Experts say the vast majority of hospitals abided by those guidelines even without the network's formal guidance.
In the San Luis Obispo case, Roozrokh and another transplant surgeon, Dr. Arturo Martinez, were in the room, and Roozrokh ordered narcotic painkillers and sedatives for the patient, Ruben Navarro, according to a report by federal regulators. Both worked at Kaiser Permanente's now defunct kidney transplant center in San Francisco but were retrieving the organs on behalf of a regional organ procurement group, not Kaiser.
Roozrokh's attorney has said his client did nothing wrong and did not hasten Navarro's death.
The network board has found fault with the handling of the incident and wants to avoid a recurrence, officials said.
The network is under pressure from lawmakers to improve its oversight of transplantation, and an influential senator is asking whether the group is doing enough to protect patients.
"I continue to be concerned about lax oversight of the transplant system," Sen.

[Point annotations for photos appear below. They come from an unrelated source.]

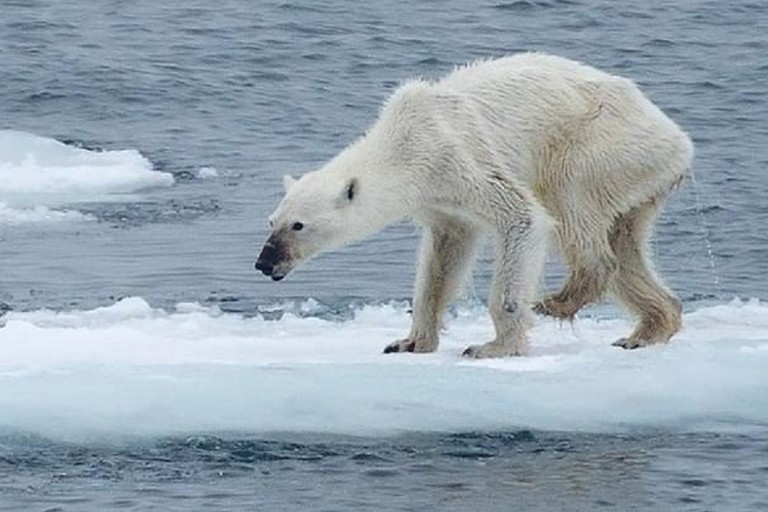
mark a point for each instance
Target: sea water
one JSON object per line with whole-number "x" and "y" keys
{"x": 144, "y": 365}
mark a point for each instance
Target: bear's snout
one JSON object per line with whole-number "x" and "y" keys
{"x": 272, "y": 255}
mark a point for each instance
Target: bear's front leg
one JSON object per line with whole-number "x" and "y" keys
{"x": 522, "y": 230}
{"x": 447, "y": 249}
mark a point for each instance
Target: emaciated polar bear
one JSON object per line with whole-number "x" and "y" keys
{"x": 525, "y": 146}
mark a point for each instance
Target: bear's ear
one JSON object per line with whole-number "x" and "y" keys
{"x": 351, "y": 189}
{"x": 288, "y": 182}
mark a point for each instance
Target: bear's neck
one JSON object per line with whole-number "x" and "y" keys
{"x": 384, "y": 181}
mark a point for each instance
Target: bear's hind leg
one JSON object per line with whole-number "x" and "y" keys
{"x": 637, "y": 286}
{"x": 447, "y": 250}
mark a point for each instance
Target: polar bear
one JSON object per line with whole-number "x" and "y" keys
{"x": 531, "y": 147}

Charles E. Grassley (R-Iowa), ranking member of the Senate Finance Committee, said in a statement this week. "At first the focus was on risk to patients waiting for donors, and now we see we need to do more to protect donors, too."
Removing organs from brain-damaged patients once their hearts stopped was standard practice until about four decades ago, when the medical community arrived at a means of defining brain death; that then became the standard for selecting donors.

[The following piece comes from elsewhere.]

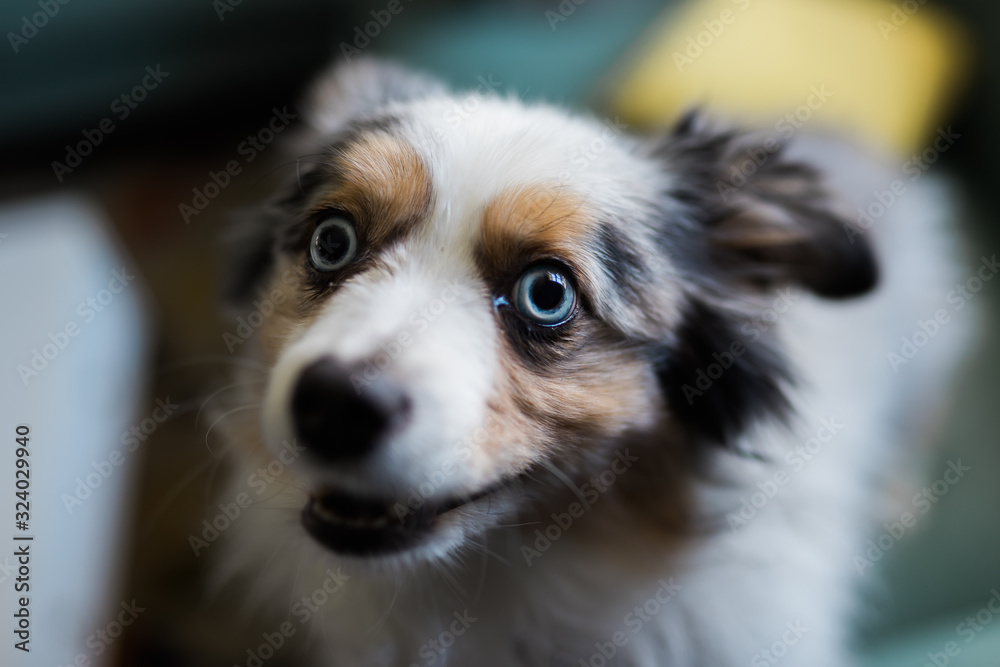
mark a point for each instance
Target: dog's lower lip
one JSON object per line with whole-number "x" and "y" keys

In Southern California, 15 of 432 donors last year came from donations after cardiac death, according to OneLegacy, the regional organ procurement agency. This year, there have been nine.

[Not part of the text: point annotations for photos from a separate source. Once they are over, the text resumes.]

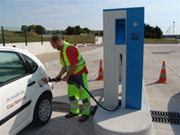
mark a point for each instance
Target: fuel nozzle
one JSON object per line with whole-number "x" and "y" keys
{"x": 54, "y": 79}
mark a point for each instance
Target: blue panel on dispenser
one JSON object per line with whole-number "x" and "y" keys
{"x": 120, "y": 31}
{"x": 134, "y": 52}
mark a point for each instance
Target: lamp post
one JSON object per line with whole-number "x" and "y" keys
{"x": 173, "y": 26}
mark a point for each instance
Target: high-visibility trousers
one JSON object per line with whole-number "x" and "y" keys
{"x": 75, "y": 91}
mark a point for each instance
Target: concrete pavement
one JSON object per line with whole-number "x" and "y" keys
{"x": 162, "y": 97}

Western Medical Center-Santa Ana supports donation after cardiac death as a way "to give the family an option to make something better come out of a bad situation," said Sherri Lamon, director of the intensive care and critical care units. It has done six such procedures since 2002, one this year.
But like most other hospitals that allow such retrievals, Western Medical already had a policy to ensure transplant surgeons didn't influence or take part in end-of-life decisions. Transplant surgeons are not allowed in the operating room with a dying patient until five minutes after the patient's heart has stopped, Lamon said.
"We are very strict with that," she said. "Someone is watching the clock, keeping time, standing at the door."